Lifestyle

Why Burning Man Is The Perfect Escape, Awakening Us To The Real World

by Alana Pipe

Every year, in the height of summer heat, on a sacred plot of barren land known as Black Rock City, 70,000 people meet in the Black Rock Desert for Burning Man.

In this temporary city of tents, tarps and trailers, creative individuals, from fire-spinners to visual artists to celebrities (like Susan Sarandon), convene. It's a festival of community experimentation and art, not unlike the massive online communities of found-art today.

Like selfies, profiles and other Internet identities, the people at Burning Man appear to share many intrinsic qualities, even though they’re from all walks of life.

Students, theatre people, ex-lawyers, working artists, musicians and older hippies all voluntarily live in a desert together.

Burning Man’s principal of “radical inclusion” encourages all backgrounds to attend, and everyone is expected to give something back to the community via gifts, which could be anything from a brownie, to a shower, to a prophecy.
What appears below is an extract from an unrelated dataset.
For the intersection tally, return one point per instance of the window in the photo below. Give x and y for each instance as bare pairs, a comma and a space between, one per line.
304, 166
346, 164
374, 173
The Burning Man community is both predictable and surprising in its functional civilization of radicals. The art made there lives between the ephemeral rows of tents that house the residents of Black Rock City.

Pyrotechnicians create fire art that bursts into shapes and dance before evaporating into the next form. People stare in joyful awe.

Denizens create quirky mutant vehicles for others to gawk at, perhaps to ride. An elaborate temple is built, to be covered by the community with notes, prayers, mementos, photos and poems, to be taken down at the end of the festival.

The art is personal and collective. At the end, the Burning Man will be set ablaze, and 70,000 people gather to watch the effigy and leave the material world to rise into the sky.

The photos will be the only hard evidence, though they, too, will fade into the peripheries of social media feeds.

All the art at Burning Man is conceived with an end in mind. The city is packed up, and residents return to wherever they came from. The temple, the notes and the Burning Man himself become a memory with a photo record.

Burning Man is a spectacle to behold and be part of. It is a party, an improvised play where the people you meet are characters, and the things you find are props. It's both the real world, and is not, depending on how you choose to see it.

Either way, we live it, and we are forced to move on.

It’s because of this mutability that pictures are snapped like dandelions and spread over Instagram. They capture photo-bombers, community gifts, parts of impermanent homes, performances and installations -- all the components that combined, change lives.

Thousands of them are uploaded into a new of community under the banner, #BurningMan, which will be be liked and remembered differently by hundreds or thousands of strangers and friends.

There’s no one force instructing the art at Burning Man; rather, individuals contribute to the collective phenomenon. The expressions at Burning Man, like online communities, are created individually and are meant for the masses.

The value in each artistic moment lies in its physical impermanence, showing us episodes of our lives are the only things you can take with you.

The photos are like receipts of experiences that live online in multiple places, alive but dormant, little emblems of the way our lives continue to change.

When I go through my own Instagram, I’m confronted with the present and the past, with friends and strangers, with the curated and the candid, the filtered and the #NoFilter-ed.

Like Burning Man, each image on my Instagram is art created individually with the inspiration of the greater community.

Each image is an experience that was born dead, a moment that faded from the feed, an experiment that brought me where I am today.